Die Nachteile ergeben sich daraus, dass wir als Menschen gerne unser eigenes Glückes Schmied bleiben möchten. Eine Entscheidung von jemand anderem, die unser weiteres Glück betrifft, – wie zum Beispiel wie viel Gehalt wir in den kommenden Monaten bekommen werden – kann dann schon mal auf wenig Gegenliebe stoßen. „Der hat doof entschieden“ kursiert dann schon mal in den Köpfen.

Das bedeutet insbesondere, dass bei Top-Down Entscheidungen nicht nur wichtig ist, dass die Entscheiderin das entsprechende Mandat für die Entscheidung bekommt, sondern auch, dass die Person sich um die Begleitung der Entscheidung kümmern sollte. Ein Product Owner mit guten Kommunikationsfähigkeiten wird sich beispielsweise leichter damit tun, eine unliebsame Entscheidung auch an die Stakeholder-Gemeinschaft des Produktes heranzutragen, als eine Person, die dort Defizite hat.
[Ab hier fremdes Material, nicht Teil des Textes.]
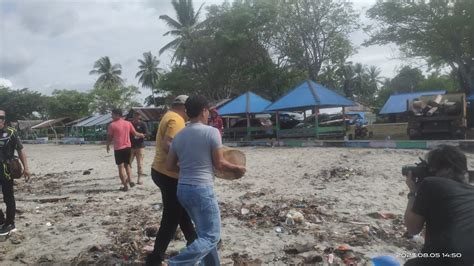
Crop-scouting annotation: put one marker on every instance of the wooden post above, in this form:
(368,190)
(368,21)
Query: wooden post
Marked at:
(248,126)
(277,121)
(316,121)
(344,120)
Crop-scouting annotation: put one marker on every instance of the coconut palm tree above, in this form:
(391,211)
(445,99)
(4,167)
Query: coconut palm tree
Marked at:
(149,73)
(374,77)
(182,27)
(109,75)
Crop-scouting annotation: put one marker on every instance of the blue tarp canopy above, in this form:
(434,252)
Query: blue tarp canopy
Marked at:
(247,103)
(95,120)
(308,95)
(397,103)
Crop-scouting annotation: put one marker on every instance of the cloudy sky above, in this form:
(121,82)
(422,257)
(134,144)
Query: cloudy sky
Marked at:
(52,44)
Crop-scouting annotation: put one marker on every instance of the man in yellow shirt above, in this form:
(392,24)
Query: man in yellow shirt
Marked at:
(173,213)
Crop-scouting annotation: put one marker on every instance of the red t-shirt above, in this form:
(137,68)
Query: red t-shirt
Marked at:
(120,131)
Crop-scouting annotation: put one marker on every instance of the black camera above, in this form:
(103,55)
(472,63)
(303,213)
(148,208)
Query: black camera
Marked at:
(418,171)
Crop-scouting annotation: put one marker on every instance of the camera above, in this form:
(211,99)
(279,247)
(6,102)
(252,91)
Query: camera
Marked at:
(418,171)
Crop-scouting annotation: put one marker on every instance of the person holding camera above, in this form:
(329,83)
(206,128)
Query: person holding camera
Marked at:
(9,142)
(441,199)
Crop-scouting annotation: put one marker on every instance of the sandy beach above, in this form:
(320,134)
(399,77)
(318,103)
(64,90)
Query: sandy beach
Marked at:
(72,212)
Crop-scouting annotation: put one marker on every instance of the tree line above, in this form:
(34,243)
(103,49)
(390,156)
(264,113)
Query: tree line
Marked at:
(268,46)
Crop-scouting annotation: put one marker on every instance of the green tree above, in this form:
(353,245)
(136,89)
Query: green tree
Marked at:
(109,75)
(22,104)
(440,31)
(68,103)
(149,73)
(437,81)
(408,79)
(182,28)
(310,34)
(106,99)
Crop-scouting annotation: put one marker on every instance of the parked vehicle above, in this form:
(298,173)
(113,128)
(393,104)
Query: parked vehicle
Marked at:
(239,128)
(437,117)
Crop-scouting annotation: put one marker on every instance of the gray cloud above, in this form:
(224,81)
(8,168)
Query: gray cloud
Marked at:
(52,18)
(14,62)
(51,44)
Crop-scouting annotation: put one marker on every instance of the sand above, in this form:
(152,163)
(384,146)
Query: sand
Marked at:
(334,188)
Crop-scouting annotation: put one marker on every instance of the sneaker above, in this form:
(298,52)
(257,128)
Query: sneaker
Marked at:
(6,229)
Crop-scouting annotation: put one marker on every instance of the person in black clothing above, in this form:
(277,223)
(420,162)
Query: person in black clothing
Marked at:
(444,203)
(9,142)
(138,144)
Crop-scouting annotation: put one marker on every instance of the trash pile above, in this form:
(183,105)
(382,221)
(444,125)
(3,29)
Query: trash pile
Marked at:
(128,243)
(436,106)
(337,173)
(284,216)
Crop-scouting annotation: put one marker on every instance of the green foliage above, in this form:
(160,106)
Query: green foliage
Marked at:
(104,99)
(311,34)
(68,103)
(436,81)
(407,80)
(149,73)
(109,75)
(183,28)
(440,31)
(22,104)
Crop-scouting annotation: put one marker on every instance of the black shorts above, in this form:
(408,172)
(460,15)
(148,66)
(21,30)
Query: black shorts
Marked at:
(123,156)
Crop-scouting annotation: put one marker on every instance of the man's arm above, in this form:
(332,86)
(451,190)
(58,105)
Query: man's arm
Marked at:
(172,162)
(166,143)
(26,169)
(109,140)
(414,222)
(134,132)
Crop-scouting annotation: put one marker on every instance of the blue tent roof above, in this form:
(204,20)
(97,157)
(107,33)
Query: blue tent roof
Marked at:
(397,103)
(310,94)
(95,120)
(248,102)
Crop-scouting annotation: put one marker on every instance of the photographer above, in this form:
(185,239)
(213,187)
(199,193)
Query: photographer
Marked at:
(441,197)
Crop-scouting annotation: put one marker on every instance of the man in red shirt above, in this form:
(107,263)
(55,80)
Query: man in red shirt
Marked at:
(215,120)
(119,134)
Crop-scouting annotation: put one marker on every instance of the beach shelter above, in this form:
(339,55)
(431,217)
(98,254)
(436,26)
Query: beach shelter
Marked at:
(93,127)
(310,95)
(246,104)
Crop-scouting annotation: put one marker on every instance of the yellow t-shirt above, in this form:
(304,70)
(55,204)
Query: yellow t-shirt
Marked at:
(170,125)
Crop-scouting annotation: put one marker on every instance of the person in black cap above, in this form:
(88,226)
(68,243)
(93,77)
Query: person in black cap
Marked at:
(9,143)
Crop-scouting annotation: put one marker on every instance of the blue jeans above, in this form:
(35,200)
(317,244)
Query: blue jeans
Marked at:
(201,205)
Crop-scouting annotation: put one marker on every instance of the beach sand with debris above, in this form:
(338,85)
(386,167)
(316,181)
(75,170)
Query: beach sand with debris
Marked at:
(353,198)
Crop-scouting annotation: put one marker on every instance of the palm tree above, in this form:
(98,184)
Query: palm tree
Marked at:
(182,27)
(149,73)
(109,75)
(374,77)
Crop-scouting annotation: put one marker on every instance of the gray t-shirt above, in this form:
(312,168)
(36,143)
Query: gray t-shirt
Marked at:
(194,146)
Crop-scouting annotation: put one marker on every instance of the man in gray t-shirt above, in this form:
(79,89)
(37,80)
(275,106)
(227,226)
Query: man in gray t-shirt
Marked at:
(195,166)
(197,149)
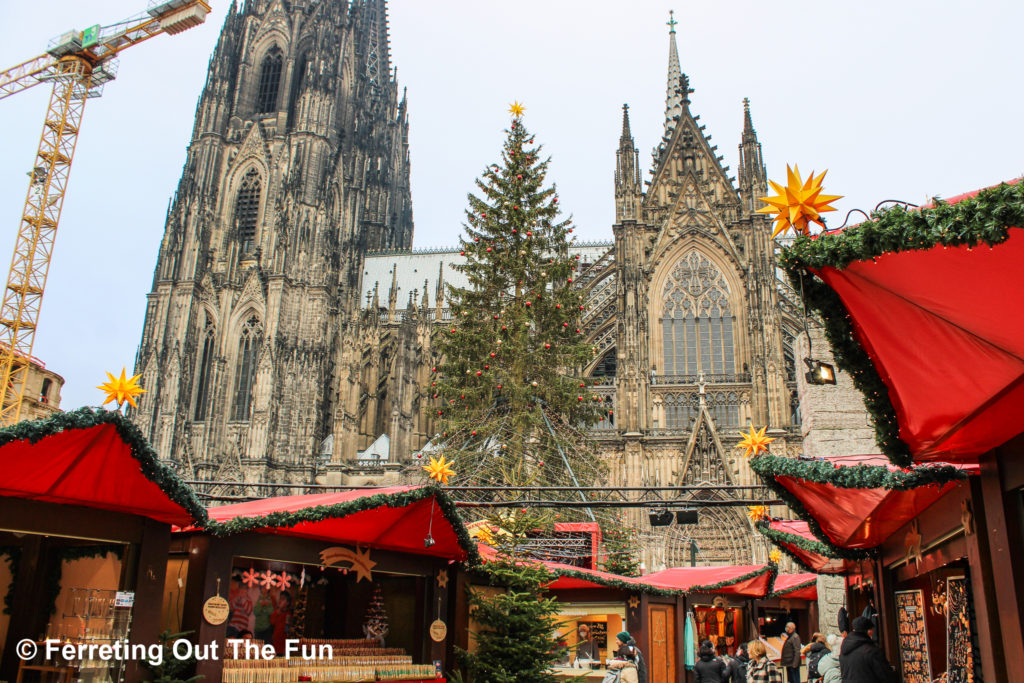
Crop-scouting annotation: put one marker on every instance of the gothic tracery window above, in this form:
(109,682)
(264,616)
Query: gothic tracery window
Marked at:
(203,375)
(696,322)
(247,210)
(245,376)
(269,81)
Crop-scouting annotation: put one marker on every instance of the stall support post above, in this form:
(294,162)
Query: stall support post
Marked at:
(983,591)
(150,559)
(1006,554)
(27,617)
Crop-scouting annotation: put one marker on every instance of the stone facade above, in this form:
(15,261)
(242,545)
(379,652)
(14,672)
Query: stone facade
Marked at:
(297,166)
(290,324)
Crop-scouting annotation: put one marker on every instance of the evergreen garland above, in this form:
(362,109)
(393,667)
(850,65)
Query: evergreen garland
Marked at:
(769,467)
(793,589)
(12,554)
(86,418)
(983,219)
(286,519)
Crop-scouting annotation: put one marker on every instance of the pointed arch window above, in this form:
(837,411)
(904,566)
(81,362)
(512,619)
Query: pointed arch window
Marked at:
(269,81)
(247,210)
(298,78)
(204,373)
(245,376)
(696,323)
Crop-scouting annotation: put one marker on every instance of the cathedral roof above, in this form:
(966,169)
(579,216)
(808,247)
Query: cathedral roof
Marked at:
(411,270)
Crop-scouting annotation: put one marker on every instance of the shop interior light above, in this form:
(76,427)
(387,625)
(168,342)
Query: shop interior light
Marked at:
(819,373)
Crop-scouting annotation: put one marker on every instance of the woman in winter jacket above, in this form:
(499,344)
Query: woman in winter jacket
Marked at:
(709,668)
(828,669)
(761,669)
(738,664)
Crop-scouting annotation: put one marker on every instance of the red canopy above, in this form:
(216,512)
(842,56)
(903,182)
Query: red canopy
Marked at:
(398,518)
(796,538)
(749,582)
(804,586)
(853,517)
(94,459)
(937,323)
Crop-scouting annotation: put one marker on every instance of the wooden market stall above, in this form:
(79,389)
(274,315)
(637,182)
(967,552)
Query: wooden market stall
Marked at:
(948,273)
(371,572)
(86,511)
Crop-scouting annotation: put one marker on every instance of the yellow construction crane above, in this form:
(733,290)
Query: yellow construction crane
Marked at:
(79,63)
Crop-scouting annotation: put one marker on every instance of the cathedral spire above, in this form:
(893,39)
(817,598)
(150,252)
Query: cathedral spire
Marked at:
(676,90)
(753,179)
(628,187)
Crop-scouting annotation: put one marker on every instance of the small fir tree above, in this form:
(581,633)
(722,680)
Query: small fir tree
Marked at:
(515,642)
(509,406)
(375,624)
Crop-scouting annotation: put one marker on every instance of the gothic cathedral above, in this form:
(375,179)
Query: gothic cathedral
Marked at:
(298,164)
(288,335)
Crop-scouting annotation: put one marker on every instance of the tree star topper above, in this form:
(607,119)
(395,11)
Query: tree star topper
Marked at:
(439,470)
(798,202)
(755,442)
(121,389)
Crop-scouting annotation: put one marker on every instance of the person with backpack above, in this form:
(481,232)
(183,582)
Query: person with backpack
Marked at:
(710,668)
(814,650)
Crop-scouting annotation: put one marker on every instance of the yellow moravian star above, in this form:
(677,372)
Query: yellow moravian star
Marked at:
(121,389)
(755,442)
(798,203)
(757,512)
(439,470)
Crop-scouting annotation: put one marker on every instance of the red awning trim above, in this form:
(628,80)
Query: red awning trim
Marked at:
(801,586)
(397,518)
(853,503)
(95,459)
(796,540)
(748,582)
(884,285)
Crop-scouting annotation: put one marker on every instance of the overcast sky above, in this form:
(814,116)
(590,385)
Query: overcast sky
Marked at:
(898,99)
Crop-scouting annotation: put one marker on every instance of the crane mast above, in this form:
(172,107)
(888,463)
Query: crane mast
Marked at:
(79,63)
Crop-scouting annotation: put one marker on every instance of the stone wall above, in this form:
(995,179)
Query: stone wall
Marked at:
(834,423)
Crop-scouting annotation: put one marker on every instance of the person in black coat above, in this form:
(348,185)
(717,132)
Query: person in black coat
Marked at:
(737,667)
(860,659)
(709,668)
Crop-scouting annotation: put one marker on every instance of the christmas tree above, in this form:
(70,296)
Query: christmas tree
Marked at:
(515,642)
(375,624)
(508,396)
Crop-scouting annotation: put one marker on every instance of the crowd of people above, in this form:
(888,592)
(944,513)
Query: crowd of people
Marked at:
(853,657)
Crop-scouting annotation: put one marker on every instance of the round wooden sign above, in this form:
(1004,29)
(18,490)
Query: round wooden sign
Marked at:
(215,610)
(437,631)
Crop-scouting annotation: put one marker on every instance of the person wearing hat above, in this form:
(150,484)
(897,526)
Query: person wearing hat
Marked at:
(860,659)
(628,662)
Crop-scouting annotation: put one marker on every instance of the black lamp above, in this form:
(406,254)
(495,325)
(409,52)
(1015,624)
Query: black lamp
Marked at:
(819,373)
(663,518)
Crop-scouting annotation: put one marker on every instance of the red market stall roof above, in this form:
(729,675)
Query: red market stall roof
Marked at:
(398,518)
(796,540)
(857,502)
(568,577)
(803,586)
(748,582)
(920,306)
(94,459)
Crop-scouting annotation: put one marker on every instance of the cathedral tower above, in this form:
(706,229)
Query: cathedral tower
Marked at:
(297,166)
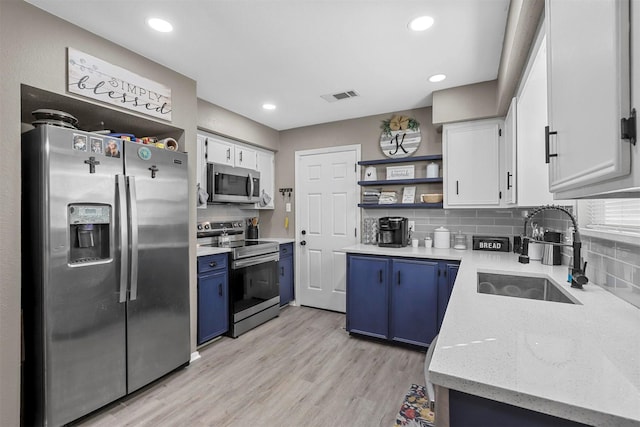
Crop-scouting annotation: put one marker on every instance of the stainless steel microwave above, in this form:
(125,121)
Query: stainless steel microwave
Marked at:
(228,184)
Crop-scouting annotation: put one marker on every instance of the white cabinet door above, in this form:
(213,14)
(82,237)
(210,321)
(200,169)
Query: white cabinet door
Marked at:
(471,157)
(510,172)
(221,152)
(266,167)
(531,118)
(588,86)
(245,157)
(201,165)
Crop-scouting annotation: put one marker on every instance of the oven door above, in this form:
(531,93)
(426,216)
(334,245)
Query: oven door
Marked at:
(254,285)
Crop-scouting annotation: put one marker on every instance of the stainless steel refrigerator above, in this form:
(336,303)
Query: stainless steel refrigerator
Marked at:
(105,260)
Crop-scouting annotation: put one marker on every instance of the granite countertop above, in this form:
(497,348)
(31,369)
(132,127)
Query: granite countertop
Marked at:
(575,361)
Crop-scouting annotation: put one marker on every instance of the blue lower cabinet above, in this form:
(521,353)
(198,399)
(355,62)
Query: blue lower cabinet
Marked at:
(414,301)
(466,410)
(447,273)
(367,295)
(393,298)
(285,274)
(213,298)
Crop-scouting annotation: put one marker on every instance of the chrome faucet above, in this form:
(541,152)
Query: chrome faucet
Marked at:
(577,271)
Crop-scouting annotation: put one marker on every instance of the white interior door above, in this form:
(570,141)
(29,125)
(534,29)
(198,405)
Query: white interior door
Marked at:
(327,219)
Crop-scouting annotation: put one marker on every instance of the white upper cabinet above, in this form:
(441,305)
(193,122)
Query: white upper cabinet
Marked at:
(510,174)
(532,180)
(266,167)
(222,152)
(232,154)
(588,92)
(245,157)
(471,160)
(201,165)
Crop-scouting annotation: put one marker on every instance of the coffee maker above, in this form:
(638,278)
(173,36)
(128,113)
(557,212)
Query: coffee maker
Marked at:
(393,232)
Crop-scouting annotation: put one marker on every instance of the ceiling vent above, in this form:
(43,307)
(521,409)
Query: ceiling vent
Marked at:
(340,96)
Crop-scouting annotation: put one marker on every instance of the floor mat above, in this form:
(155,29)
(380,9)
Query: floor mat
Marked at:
(415,410)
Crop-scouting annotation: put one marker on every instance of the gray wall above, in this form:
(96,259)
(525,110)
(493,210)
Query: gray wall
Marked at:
(364,131)
(33,51)
(492,98)
(227,123)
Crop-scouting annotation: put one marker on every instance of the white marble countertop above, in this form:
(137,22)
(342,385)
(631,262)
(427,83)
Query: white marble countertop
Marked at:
(280,240)
(580,362)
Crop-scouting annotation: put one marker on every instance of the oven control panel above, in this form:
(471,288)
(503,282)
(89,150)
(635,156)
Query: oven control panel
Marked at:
(210,228)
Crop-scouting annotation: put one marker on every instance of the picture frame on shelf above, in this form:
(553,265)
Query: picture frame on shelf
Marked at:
(409,195)
(370,173)
(400,172)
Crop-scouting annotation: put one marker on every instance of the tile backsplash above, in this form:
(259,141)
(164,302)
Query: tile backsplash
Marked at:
(479,222)
(614,266)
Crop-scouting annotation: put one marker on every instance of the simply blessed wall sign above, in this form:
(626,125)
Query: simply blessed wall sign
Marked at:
(94,78)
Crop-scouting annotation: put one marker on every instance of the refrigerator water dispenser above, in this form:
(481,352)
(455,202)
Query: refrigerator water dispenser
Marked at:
(89,231)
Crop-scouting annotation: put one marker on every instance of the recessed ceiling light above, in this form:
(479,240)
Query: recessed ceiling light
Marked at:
(160,25)
(421,23)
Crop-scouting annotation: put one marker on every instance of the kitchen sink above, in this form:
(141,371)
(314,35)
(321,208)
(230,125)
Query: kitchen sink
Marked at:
(530,287)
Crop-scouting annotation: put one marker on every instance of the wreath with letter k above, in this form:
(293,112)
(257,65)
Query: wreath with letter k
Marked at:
(400,136)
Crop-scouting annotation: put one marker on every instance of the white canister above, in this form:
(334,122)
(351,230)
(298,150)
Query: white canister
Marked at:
(433,170)
(441,238)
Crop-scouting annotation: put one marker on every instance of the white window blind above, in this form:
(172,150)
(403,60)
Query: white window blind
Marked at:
(614,214)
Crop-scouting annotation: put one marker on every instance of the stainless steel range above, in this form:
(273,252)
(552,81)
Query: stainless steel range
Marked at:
(254,291)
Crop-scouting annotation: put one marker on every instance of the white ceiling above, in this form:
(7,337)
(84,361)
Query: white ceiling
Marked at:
(243,53)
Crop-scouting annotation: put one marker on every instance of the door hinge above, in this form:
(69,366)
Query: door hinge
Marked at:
(628,127)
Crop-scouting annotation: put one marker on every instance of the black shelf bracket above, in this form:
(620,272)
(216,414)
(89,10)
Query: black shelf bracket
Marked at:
(628,127)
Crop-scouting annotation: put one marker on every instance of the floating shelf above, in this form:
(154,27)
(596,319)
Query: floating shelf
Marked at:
(399,181)
(402,160)
(401,205)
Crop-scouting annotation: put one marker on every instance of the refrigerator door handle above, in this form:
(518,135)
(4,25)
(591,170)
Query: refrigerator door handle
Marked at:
(124,239)
(133,222)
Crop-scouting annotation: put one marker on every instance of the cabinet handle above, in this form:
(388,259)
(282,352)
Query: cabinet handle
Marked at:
(547,156)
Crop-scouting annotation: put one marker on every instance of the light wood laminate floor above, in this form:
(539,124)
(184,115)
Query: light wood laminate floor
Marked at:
(300,369)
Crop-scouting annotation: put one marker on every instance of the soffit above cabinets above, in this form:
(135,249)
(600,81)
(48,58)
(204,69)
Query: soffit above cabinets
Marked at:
(289,53)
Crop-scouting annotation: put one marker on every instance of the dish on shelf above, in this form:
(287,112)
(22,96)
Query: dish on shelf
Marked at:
(431,198)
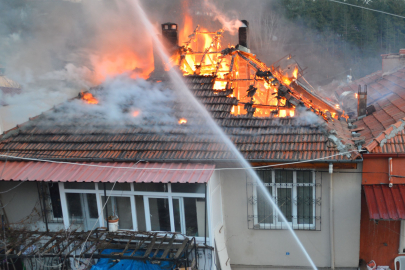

Zusammenfassend sind Top-Down Entscheidungen immer dann sinnvoll, wenn sie zeitlich kritisch sind, viel von der Entscheidung abhängen könnte, und wenn die Entscheidungsperon gut in der weiteres Begleitung gerüstet ist.

Bottom-Up Entscheidungen

Basis-demokratische Entscheidungen, die von allen mitgetragen werden, bedürfen einer Entwicklung eines geteilten mentalen Modells rund um das Entscheidungsthema. Dann kann die Gruppe als solche eine Entscheidung treffen, die von einer Mehrheit mitgetragen wird – vielleicht sogar von allen Beteiligten.

Dieser Prozess der Entwicklung eines gemeinsamen mentalen Modells bedarf allerdings Zeit. Die Gruppe muss ihre Sichtweisen austauschen, so dass wir ein allumfängliches Bild bekommen, welche Nuancen und Beweggründe die Gruppe als ganzes bewegen könnte bei den Konsequenzen einer Entscheidung.

Die einleitenden Fragestellungen kann man auch als Bottom-Up Entscheidung fällen. Die Aufteilung von Teams können Teammitglieder z.B. in einem self-designing teams workshop vornehmen, die Gehaltsfindung kann über transparente Gehälter und einen Konsultationsprozess geschehen. Die Festlegung der Richtung kann eine Product Ownerin auch kollaborativ mit der Stakeholder-Gemeinschaft erarbeiten.

Bottm-Up Entscheidungen bedürfen mehr Zeit, bieten aber den Vorteil, dass die Ergebnisse von mehr Menschen per Definition mitgetragen werden. Das bedeutet, die initiale Entscheidung dauert vermutlich länger, die Begleitung im Nachhinein muss aber weniger intensiv als bei Top-Down Entscheidungen sein.

Geht nicht auch beides?

Oh, gute Frage. Bottom-Up vs. Top-Down Entscheidungen sind zwei Extrema im Entscheidungskontinuum. Natürlich kann man den Graubereich zwischen diesen Extrempositionen auch unterschiedlich gemischt füllen. Ein einzelner Entscheider fällt ihre Entscheidung erst nach einer Gruppenkonsultation ist beispielsweise eine Ausprägung. Das Einsetzen eines konsultativen Einzelentscheiders, der die Aufgabe bekommt, die Stimmen im System zu hören, bevor sie eine Entscheidung trifft, ist eine andere Ausprägung.

Bei den Vor- und Nachteilen ergibt sich dann allerdings auch eine Mischform von den Konsequenzen, die man nicht übersehen sollte. Die Begleitung eines Veränderung nach einer konsultativen Einzelentscheidung ist genauso wichtig, wie die Entscheidung selbst.

Ich bin mir sicher, dass in diesem Kosmos noch weitere Entscheidungsmöglichkeiten entdeckt werden können. Es muss nicht immer unser präferiertes Entscheidungsmodell für alles benutzt werden.